According to 2017 data from the U.N. 88 percent of the world’s population, or nearly 7.0 billion people, have access to clean water in their homes and within a 15-minute walk. Nearly 1.8 billion people gained access to basic water supplies from 2000 to 2017.
The global population using safely managed and improved sanitation measured 68 percent in 2017, or more than 5.0 billion people.
Another point, arguably the most vital, is that the 2017 data clearly show that developing nations across Asia, Latin America, and North Africa are closing in on meeting universal access goals by 2030.
In Vietnam, for example, 84 percent of the population had access to safe and improved sanitation in 2017, according to statistics from the WHO/UNICEF Joint Monitoring Program for Water Supply (JMP), up from just over 50 percent in 2000. Nearly 95 percent had safe water.
In Bolivia, 94 percent of the population had safe water, and 88 percent used safe and improved sanitation.
The progress developing nations are making in WASH, according to studies by economists, coincides with rising national and personal incomes. As nations gain wealth, rising from low-income to middle-income, water infrastructure, sanitation infrastructure, and services improve.

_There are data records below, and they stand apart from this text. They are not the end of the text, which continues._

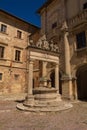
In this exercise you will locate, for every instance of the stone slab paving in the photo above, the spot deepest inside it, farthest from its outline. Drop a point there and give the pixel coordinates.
(71, 119)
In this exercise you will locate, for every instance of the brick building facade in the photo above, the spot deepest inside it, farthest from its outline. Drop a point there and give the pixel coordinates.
(14, 39)
(65, 23)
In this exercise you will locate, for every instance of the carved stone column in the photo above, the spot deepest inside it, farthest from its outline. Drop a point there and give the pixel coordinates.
(30, 98)
(57, 77)
(67, 54)
(67, 78)
(44, 73)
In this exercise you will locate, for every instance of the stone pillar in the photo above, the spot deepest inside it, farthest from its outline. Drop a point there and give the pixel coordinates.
(57, 77)
(67, 54)
(44, 73)
(30, 78)
(67, 78)
(30, 98)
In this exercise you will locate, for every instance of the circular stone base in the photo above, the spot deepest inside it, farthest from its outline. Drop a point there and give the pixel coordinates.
(52, 107)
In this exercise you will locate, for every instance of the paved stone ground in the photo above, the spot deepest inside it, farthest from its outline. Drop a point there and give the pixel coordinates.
(13, 119)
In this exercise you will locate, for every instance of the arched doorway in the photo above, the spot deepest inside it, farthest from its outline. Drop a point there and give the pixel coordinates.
(52, 77)
(82, 82)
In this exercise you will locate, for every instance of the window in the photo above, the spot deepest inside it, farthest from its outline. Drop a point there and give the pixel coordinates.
(0, 76)
(1, 51)
(54, 25)
(85, 6)
(17, 55)
(16, 76)
(19, 34)
(3, 28)
(81, 40)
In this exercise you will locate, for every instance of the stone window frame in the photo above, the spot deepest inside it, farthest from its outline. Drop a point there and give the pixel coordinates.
(19, 34)
(82, 46)
(2, 52)
(17, 55)
(54, 25)
(21, 53)
(16, 76)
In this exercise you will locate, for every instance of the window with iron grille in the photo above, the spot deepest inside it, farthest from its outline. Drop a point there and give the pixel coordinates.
(54, 25)
(81, 40)
(19, 34)
(1, 52)
(17, 55)
(3, 28)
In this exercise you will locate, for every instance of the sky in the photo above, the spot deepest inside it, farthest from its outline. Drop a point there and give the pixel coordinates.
(24, 9)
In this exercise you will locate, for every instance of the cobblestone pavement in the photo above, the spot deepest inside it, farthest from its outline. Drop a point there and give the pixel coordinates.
(71, 119)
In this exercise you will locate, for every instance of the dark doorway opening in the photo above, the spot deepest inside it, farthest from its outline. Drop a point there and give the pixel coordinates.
(52, 77)
(82, 83)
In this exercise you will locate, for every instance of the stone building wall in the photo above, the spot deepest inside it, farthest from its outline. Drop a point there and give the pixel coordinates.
(14, 73)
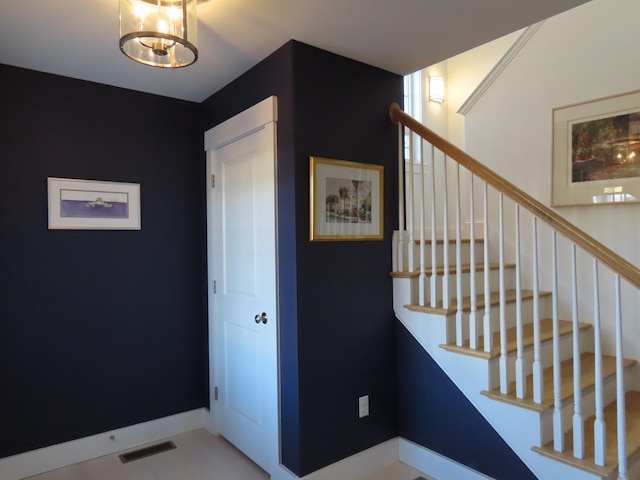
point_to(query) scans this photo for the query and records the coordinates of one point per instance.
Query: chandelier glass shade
(160, 33)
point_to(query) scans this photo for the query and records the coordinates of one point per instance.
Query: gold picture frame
(596, 152)
(347, 200)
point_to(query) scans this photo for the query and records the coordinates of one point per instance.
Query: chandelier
(160, 33)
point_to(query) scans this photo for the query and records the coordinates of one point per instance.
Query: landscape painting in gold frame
(346, 200)
(596, 152)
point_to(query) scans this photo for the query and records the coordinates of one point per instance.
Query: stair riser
(588, 405)
(465, 284)
(465, 252)
(510, 315)
(546, 356)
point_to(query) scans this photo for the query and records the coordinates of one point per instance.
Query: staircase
(522, 310)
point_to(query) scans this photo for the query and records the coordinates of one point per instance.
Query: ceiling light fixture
(436, 89)
(160, 33)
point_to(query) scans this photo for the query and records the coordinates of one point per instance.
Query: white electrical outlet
(363, 406)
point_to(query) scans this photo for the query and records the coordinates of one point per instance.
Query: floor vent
(146, 452)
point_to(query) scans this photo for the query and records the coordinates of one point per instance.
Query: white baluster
(538, 389)
(599, 426)
(486, 319)
(620, 389)
(578, 421)
(504, 374)
(473, 324)
(422, 277)
(434, 243)
(410, 210)
(521, 388)
(401, 200)
(558, 436)
(459, 332)
(445, 246)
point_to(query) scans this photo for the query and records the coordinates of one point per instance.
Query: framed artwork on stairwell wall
(346, 200)
(596, 152)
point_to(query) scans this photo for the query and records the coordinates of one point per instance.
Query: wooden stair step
(546, 334)
(450, 241)
(494, 300)
(452, 270)
(587, 370)
(632, 413)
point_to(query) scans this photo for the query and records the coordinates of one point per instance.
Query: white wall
(586, 53)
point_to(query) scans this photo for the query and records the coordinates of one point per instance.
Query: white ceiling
(79, 38)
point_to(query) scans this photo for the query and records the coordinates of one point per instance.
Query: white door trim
(261, 116)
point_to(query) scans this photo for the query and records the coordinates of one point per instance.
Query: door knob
(261, 318)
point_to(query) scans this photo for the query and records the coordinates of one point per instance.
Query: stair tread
(546, 334)
(632, 413)
(452, 270)
(510, 297)
(587, 370)
(440, 241)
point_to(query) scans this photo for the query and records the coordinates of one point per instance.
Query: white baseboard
(354, 467)
(68, 453)
(434, 464)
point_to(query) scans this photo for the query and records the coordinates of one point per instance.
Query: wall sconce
(160, 33)
(436, 89)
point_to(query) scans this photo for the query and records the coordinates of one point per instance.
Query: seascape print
(93, 204)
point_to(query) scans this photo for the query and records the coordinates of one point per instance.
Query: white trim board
(354, 467)
(499, 67)
(75, 451)
(434, 464)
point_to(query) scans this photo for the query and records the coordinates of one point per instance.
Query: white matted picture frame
(346, 200)
(596, 152)
(93, 205)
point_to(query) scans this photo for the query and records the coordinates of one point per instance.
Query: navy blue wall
(435, 414)
(336, 321)
(98, 329)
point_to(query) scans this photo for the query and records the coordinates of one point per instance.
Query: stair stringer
(520, 428)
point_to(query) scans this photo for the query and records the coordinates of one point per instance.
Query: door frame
(233, 129)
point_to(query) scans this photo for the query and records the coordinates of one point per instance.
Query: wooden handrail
(604, 255)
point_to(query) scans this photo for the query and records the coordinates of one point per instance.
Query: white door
(241, 225)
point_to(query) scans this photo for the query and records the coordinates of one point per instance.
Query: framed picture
(346, 200)
(90, 205)
(596, 152)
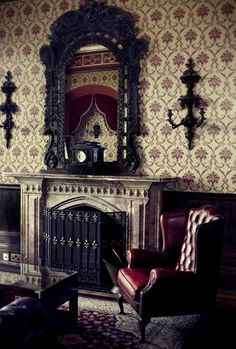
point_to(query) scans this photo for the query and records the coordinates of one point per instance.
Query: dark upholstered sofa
(21, 320)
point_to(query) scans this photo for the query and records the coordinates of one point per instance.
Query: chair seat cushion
(132, 280)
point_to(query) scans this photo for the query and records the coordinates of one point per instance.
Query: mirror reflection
(91, 100)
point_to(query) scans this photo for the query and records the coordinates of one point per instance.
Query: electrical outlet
(15, 257)
(5, 256)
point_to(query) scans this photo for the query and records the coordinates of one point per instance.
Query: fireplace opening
(81, 238)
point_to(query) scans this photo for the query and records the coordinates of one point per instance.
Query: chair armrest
(172, 281)
(160, 274)
(144, 258)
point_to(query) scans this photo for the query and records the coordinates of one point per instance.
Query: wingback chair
(182, 277)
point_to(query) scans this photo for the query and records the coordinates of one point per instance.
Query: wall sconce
(189, 101)
(8, 107)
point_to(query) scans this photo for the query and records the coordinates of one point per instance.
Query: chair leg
(120, 301)
(142, 327)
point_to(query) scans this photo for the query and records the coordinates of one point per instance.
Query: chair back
(188, 253)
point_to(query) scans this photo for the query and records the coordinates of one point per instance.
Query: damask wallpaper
(176, 30)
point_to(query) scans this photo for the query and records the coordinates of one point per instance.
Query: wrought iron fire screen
(80, 240)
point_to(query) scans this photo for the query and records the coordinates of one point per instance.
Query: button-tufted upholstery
(182, 277)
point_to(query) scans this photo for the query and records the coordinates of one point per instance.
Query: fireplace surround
(138, 196)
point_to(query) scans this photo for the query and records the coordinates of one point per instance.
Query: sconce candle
(189, 101)
(8, 107)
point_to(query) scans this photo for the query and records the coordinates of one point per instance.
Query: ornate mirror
(92, 112)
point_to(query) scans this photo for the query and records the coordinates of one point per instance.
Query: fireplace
(140, 198)
(80, 239)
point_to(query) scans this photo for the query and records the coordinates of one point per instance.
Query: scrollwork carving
(93, 23)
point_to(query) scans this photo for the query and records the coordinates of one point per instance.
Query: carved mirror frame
(94, 23)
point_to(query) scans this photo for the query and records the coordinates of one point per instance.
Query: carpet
(101, 327)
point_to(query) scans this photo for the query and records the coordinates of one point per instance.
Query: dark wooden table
(51, 294)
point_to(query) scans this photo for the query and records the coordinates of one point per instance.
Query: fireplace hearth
(80, 240)
(138, 197)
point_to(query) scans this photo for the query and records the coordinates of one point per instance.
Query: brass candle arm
(189, 101)
(8, 107)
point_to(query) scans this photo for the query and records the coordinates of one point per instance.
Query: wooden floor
(219, 330)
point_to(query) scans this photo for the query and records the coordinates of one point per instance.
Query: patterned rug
(101, 327)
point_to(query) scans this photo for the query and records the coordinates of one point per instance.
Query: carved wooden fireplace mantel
(140, 197)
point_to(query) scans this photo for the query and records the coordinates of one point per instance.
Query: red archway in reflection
(79, 100)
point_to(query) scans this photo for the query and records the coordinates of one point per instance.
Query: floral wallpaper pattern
(176, 30)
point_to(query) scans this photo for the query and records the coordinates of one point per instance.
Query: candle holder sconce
(190, 101)
(8, 107)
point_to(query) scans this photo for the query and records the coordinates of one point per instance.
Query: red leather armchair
(180, 279)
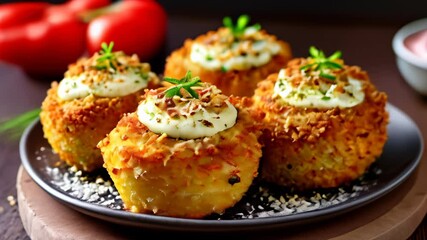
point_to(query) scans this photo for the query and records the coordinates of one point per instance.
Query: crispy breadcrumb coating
(309, 148)
(190, 178)
(73, 127)
(231, 82)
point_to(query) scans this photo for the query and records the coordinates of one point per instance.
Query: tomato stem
(87, 16)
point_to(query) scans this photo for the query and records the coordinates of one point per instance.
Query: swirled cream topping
(187, 117)
(119, 77)
(223, 51)
(312, 92)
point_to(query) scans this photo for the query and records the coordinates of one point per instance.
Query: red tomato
(135, 27)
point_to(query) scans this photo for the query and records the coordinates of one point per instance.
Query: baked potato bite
(188, 151)
(234, 58)
(89, 101)
(324, 122)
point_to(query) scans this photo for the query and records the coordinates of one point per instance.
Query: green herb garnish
(321, 63)
(184, 83)
(241, 25)
(106, 57)
(15, 126)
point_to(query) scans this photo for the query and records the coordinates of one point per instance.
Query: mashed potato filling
(115, 85)
(323, 94)
(251, 50)
(186, 118)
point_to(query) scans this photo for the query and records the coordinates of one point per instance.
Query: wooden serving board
(394, 216)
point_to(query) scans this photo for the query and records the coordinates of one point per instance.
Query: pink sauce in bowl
(417, 43)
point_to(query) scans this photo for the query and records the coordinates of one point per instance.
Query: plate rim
(203, 225)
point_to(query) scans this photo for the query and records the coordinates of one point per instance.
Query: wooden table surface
(365, 44)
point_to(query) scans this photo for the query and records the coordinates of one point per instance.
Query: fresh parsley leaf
(106, 57)
(241, 25)
(186, 83)
(321, 62)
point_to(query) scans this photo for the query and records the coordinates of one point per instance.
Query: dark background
(375, 11)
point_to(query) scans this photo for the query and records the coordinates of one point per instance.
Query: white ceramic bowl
(412, 67)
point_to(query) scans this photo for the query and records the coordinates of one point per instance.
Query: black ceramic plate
(265, 206)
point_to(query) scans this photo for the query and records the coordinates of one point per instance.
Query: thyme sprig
(320, 63)
(15, 126)
(241, 25)
(106, 57)
(186, 83)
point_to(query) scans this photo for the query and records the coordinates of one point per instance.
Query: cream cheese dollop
(253, 50)
(200, 121)
(323, 95)
(117, 85)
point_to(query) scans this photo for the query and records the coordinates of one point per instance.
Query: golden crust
(182, 178)
(73, 128)
(233, 82)
(320, 148)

That essentially leaves the 35 nations of sub-Saharan Africa as the WASH sector’s last big frontier. “Is universal access, reaching 100 percent for water and sanitation, achievable by 2030?” asked Stef Smits, senior program officer at IRC and a respected WASH researcher. “I think in 95 percent of the world, that is more or less achievable, based on linear projections of current rates of progress.
“For most countries in Africa, the target to reach universal access to at least basic water, I expect that to be achieved around the year 2040, based on those projections,” Smits added. “For sanitation, it will take longer.”
Taken together, the new trends suggest that the space is steadily shrinking between those who do and those who don’t have ready access to clean water, sanitation, and hygiene. For half a century the world tread a difficult path. It is now closing in on a momentous human achievement.